The debut album by American singer-songwriter and pianist Bruce Hornsby with his backing band The Range quickly became one of my favorites when it came out in September 1986. After I hadn’t touched it in many years, I listened to it again about a week ago – turns out I still like it. Hornsby went on to record two additional albums with The Range. His fourth studio album Harbor Lights from April 1993 was the first solely credited to him. Four additional solo albums and four albums with his touring band The Noisemakers have since come out. Hornsby also was a touring member of the Grateful Dead in the early ’90s and has collaborated with numerous other artists. After his first two albums with The Range, Hornsby had dropped off my radar screen. Here’s the title track of his debut. Both the album and the tune enjoyed major international chart success. Not hard to understand way – it’s pretty catchy pop.

Rainbirds/Blueprint

For some reason, the above Chicken Shack tune trigged my memory of German pop rock band Rainbirds. Other than the fact that both tunes feature female vocalists, they really don’t have anything in common – funny how the brain sometimes works!

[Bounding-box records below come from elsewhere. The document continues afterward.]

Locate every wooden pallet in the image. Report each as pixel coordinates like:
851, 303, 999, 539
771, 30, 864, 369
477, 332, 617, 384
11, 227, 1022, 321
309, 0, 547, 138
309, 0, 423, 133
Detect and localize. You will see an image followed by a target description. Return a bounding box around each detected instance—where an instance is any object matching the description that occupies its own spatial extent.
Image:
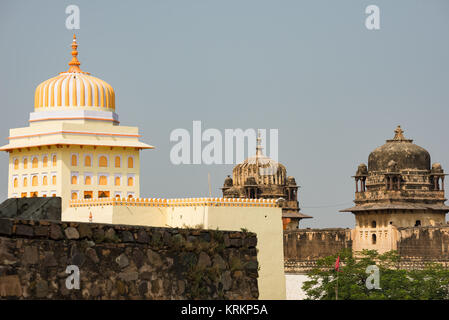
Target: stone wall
[284,228,352,273]
[0,218,258,299]
[397,226,449,269]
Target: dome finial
[68,34,82,73]
[256,130,263,156]
[393,125,406,140]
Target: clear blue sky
[0,0,449,228]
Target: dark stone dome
[368,126,430,171]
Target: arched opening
[98,176,108,186]
[98,191,109,198]
[99,156,108,167]
[72,154,78,166]
[31,176,38,187]
[249,189,256,199]
[84,191,93,199]
[31,157,38,168]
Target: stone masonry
[0,218,258,299]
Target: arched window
[99,156,108,167]
[98,176,108,186]
[72,154,78,166]
[84,156,92,167]
[31,157,38,168]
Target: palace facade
[0,36,153,208]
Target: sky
[0,0,449,228]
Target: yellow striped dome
[34,35,115,111]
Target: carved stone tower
[341,126,449,252]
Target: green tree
[302,249,449,300]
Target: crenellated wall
[284,228,353,273]
[284,225,449,274]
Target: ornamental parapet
[69,198,279,208]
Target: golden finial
[256,130,262,156]
[68,34,82,73]
[393,126,405,140]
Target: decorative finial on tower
[393,126,406,140]
[68,34,82,73]
[256,130,263,156]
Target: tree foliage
[302,249,449,300]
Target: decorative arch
[114,156,122,168]
[84,155,92,167]
[98,156,108,167]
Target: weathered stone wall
[397,226,449,269]
[0,218,258,299]
[284,229,352,273]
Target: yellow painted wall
[8,145,140,218]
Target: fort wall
[0,218,259,299]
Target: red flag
[335,256,340,271]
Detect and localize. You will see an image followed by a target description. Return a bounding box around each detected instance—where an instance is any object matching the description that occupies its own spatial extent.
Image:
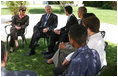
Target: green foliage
[101,42,117,76]
[6,1,26,15]
[83,1,117,10]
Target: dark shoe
[45,58,53,64]
[24,52,35,56]
[44,54,54,59]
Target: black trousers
[9,27,25,47]
[48,32,69,53]
[29,26,50,53]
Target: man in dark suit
[1,41,37,76]
[44,6,78,58]
[26,5,58,56]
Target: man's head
[83,16,100,35]
[64,6,73,16]
[19,5,26,15]
[45,5,52,14]
[78,6,87,19]
[1,41,7,67]
[68,24,87,48]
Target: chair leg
[6,34,10,49]
[44,38,46,47]
[21,35,25,48]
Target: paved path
[1,14,118,44]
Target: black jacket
[36,13,58,31]
[61,14,78,34]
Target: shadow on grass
[6,39,117,76]
[29,8,64,14]
[6,39,54,76]
[101,43,117,76]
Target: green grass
[6,39,54,76]
[6,39,117,76]
[1,6,117,25]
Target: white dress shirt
[66,32,107,68]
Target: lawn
[6,39,117,76]
[1,6,117,25]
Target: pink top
[18,14,26,19]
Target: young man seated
[67,24,101,76]
[63,16,107,68]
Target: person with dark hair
[78,6,87,24]
[1,41,36,76]
[10,5,29,52]
[63,16,107,68]
[67,25,101,76]
[25,5,58,56]
[44,6,78,58]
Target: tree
[5,1,26,15]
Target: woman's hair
[65,6,73,14]
[83,16,100,33]
[19,5,26,11]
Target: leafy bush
[83,1,117,10]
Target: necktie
[43,14,49,27]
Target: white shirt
[67,14,73,21]
[66,33,107,68]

The group around singer-songwriter Katharina Franck, which was formed in Berlin in 1986 and named after a Tom Waits instrumental, enjoyed significant success in Germany with their first two albums. After the band dissolved in 1999 and Franck pursued a solo career, Franck reformed the group in 2013 with a new lineup. Another album appeared the following year. While Rainbirds haven’t released new music since, the group still appears to exist. Blueprint, co-written by Franck (guitar, vocals) and fellow band members Michael Beckmann (bass) and Wolfgang Glum (drums), is from Rainbirds’ eponymous debut album released in January 1987.

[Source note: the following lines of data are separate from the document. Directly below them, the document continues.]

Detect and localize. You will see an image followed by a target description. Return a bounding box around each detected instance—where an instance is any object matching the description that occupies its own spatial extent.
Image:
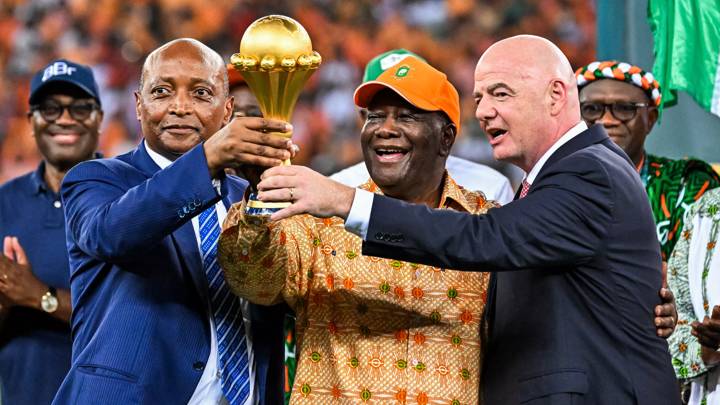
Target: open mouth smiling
[162,124,197,134]
[374,146,409,162]
[486,128,507,139]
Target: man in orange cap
[252,35,680,405]
[219,56,495,404]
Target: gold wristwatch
[40,287,58,314]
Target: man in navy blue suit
[252,35,680,405]
[55,39,292,404]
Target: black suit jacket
[363,126,679,405]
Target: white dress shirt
[143,141,257,405]
[345,120,587,240]
[330,156,514,205]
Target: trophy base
[245,193,290,222]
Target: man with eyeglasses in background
[0,59,103,404]
[575,61,720,263]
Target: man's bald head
[140,38,230,97]
[474,35,580,171]
[477,35,577,99]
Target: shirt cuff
[211,179,222,195]
[345,188,374,240]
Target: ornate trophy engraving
[230,15,322,216]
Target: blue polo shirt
[0,162,72,405]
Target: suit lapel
[533,124,612,184]
[170,221,208,297]
[129,142,208,297]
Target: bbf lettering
[42,62,77,81]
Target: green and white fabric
[668,189,720,405]
[648,0,720,116]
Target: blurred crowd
[0,0,595,182]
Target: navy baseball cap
[30,59,100,105]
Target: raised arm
[363,155,613,271]
[61,144,220,262]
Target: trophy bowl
[230,15,322,216]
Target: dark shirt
[0,163,72,405]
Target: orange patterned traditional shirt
[219,174,497,405]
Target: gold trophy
[230,15,322,216]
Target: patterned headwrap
[575,60,662,107]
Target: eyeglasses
[580,102,650,122]
[30,101,98,122]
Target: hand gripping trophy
[230,15,322,216]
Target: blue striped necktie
[198,205,250,405]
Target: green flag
[648,0,720,116]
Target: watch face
[41,293,58,313]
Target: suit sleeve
[61,144,220,262]
[363,157,613,271]
[218,203,313,309]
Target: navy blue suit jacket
[54,144,283,404]
[363,126,679,405]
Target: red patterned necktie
[520,180,530,198]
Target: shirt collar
[143,140,172,169]
[360,170,473,212]
[30,160,48,194]
[525,120,587,184]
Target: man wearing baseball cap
[0,59,103,404]
[219,56,496,404]
[330,49,513,204]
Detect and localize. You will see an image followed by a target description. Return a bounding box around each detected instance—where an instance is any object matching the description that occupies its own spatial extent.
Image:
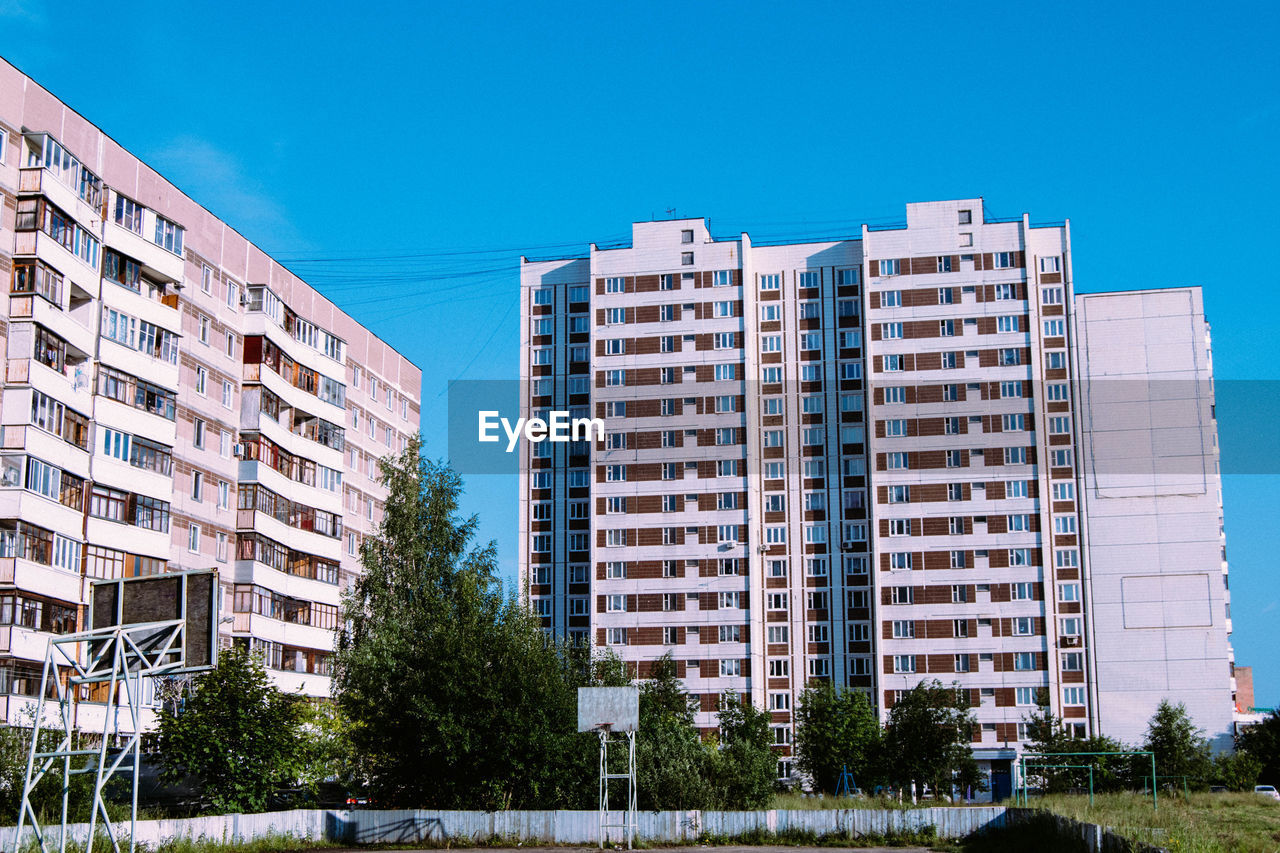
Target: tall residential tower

The Kinks/All Day and All of the Night

I felt this Sunday Six needed a dose of real rock. The Kinks and All Day and All of the Night looked like a great choice. I love the raw sound, which is very much reminiscent of You Really Got Me, the band’s third single from August 1964 and their first no. 1 in the UK. Written by Ray Davies, All Day and All of the Night came out in October of the same year. It almost matched the success of You Really Got Me, climbing to no. 2 on the British charts. In the U.S., both tunes peaked at no. 7 on the Billboard Hot 100. Oh, get ’em hard!